All right, so that was kind of preparatory. Now we need 7 integer variables and call them

a, b, c, d, e, f, t

We initialize

a = h0
b = h1
c = h2
d = h3
e = h4

t is a temporary variable. Now there will be 80 operations on a, b, c, d, e making use of our 80 element list we just prepared.

  • In the first 20 rounds (i = 0, ..., 19)
    t = lrotby5(a) + ((b & c) | ((~b) & d)) + e + 0x5A827999 + listof80[i]
    e = d
    d = c
    c = lrotby30(b)
    b = a
    a = t

    lrotby30 and lrotby5 cyclically rotate 30 and 5 bits to the left respectively.

  • The next 20 rounds (i= 20, ..., 39) continue with
    t = lrotby5(a) + (b ^ c ^ d) + e + 0x6ED9EBA1 + listof80[i]
    e = d
    d = c
    c = lrotby30(b)
    b = a
    a = t

    It is similar to the first 20 rounds. The difference lies in the red contributions of the sum.

  • The same is true for the rounds i = 40, ..., 59:
    t = lrotby5(a) + ((b & c) | (b & d) | (c & d)) + e + 0x8F1BBCDC + listof80[i]
    e = d
    d = c
    c = lrotby30(b)
    b = a
    a = t
  • The rounds i = 60, ..., 79 are again the same as in the first sector:
    t = lrotby5(a) + (b ^ c ^ d) + e + 0xCA62C1D6 + listof80[i]
    e = d
    d = c
    c = lrotby30(b)
    b = a
    a = t
  • Then the values a, ..., e are added to h0, ..., h4
    h0 += a
    h1 += b
    h2 += c
    h3 += d
    h4 += e

And one continues with the next block with the newly acquired starting values.

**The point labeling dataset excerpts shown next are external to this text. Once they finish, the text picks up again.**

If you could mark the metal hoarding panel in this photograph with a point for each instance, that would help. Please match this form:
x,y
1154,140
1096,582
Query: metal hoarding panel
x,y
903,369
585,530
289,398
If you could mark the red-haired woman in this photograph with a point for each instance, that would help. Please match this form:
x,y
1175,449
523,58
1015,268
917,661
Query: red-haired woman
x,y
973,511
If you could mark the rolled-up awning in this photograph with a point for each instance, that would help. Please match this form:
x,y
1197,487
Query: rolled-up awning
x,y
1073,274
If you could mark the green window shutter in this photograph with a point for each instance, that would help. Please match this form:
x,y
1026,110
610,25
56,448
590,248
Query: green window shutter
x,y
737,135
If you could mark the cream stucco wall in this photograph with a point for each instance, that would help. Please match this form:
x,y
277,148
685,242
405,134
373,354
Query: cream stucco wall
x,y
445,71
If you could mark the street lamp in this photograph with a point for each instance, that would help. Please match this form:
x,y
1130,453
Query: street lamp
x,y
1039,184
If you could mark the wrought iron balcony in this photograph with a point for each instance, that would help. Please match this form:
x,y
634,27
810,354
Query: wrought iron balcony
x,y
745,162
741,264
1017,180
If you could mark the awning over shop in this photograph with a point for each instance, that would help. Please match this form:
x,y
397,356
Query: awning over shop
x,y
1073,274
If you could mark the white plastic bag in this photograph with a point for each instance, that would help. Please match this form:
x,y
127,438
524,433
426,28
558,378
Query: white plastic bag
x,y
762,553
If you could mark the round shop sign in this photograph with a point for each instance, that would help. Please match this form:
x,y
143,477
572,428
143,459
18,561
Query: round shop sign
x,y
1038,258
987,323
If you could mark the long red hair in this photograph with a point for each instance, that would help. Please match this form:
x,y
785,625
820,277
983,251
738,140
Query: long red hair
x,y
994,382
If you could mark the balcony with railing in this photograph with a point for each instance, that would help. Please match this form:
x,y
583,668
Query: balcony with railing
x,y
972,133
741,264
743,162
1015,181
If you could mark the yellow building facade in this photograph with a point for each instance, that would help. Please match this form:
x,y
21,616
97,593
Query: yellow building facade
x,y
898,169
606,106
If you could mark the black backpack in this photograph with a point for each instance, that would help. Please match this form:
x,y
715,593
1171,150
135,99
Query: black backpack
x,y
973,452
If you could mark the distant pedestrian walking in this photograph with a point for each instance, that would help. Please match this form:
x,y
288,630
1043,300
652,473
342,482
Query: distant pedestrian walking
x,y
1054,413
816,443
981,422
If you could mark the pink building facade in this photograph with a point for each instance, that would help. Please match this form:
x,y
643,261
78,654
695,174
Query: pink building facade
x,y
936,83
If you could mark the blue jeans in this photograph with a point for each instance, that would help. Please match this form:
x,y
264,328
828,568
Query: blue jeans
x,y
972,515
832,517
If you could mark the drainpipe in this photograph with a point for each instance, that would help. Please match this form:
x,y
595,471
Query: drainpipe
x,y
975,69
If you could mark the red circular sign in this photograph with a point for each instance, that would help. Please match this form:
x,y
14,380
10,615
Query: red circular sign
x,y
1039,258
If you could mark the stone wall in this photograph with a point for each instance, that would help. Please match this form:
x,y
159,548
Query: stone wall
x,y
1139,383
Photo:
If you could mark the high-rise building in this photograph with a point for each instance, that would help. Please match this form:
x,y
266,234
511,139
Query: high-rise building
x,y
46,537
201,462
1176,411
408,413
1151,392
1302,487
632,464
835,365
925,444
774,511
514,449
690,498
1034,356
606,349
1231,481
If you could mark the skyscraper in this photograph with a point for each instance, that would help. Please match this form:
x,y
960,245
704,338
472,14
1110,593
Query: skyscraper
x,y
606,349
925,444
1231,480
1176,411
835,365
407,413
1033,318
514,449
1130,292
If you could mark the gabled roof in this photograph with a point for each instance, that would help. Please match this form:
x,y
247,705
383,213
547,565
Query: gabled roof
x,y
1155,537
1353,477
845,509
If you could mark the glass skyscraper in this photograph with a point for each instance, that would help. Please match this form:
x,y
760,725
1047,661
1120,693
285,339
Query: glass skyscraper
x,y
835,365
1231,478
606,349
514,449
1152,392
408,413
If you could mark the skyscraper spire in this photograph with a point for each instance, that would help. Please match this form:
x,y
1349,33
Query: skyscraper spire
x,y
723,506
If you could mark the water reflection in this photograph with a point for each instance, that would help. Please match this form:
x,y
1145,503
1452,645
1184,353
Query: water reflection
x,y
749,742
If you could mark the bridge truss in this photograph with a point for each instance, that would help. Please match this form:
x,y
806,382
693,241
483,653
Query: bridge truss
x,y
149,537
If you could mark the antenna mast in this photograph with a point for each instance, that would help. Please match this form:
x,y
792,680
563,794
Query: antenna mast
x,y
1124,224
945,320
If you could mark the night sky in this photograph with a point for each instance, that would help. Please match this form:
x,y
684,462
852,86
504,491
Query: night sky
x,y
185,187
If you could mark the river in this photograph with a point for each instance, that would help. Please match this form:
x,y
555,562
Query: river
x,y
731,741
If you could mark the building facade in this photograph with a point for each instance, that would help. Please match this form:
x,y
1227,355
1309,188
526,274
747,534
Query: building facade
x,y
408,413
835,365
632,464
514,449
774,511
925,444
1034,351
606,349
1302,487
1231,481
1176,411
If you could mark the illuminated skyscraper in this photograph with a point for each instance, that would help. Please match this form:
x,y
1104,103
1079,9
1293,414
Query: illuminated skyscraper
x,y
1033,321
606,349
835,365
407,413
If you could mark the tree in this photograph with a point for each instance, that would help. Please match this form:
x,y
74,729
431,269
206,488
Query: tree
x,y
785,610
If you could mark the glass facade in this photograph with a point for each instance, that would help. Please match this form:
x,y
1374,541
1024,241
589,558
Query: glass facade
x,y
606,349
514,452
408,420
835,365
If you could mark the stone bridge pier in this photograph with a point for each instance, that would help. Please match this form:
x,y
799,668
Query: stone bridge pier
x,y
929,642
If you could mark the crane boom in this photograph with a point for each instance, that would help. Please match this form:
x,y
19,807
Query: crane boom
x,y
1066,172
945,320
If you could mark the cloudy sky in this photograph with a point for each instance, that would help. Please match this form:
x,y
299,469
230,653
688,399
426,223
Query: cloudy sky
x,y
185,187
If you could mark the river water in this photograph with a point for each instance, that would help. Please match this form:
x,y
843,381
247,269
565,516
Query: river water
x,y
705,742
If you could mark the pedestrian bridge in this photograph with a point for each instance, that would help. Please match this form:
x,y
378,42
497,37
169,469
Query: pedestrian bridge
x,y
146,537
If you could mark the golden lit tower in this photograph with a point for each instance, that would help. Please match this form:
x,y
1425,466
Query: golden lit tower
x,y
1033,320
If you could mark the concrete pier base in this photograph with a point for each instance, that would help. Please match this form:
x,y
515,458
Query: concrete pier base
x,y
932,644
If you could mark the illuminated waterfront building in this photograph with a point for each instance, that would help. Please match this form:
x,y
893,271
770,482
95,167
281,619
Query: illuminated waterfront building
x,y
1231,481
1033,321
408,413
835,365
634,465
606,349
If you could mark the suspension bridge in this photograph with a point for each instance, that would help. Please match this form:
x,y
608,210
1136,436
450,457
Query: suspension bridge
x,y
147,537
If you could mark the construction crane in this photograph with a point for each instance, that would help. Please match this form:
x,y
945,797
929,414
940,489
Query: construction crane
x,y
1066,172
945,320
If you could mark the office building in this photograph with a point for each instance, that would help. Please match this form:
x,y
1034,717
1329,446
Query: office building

Now back to our example. Initially a, ... e are equal to h0, ..., h4, where the binary representation reads

a = 01100111010001010010001100000001
b = 11101111110011011010101110001001
c = 10011000101110101101110011111110
d = 00010000001100100101010001110110
e = 11000011110100101110000111110000

After the first round (i=0) one gets

ROUND 0
a = 11110100000110100000000011010011
b = 01100111010001010010001100000001
c = 01111011111100110110101011100010
d = 10011000101110101101110011111110
e = 00010000001100100101010001110110

So e is now the old d, d is now the old c, b is now the old a, c is obtained by the old b and a rotation of 30 bits to the left. A little less trivial is a, for which one needs

lrotby5(a) + ((b & c) | ((~b) & d)) + e + 0x5A827999 + listof80[0] (old values)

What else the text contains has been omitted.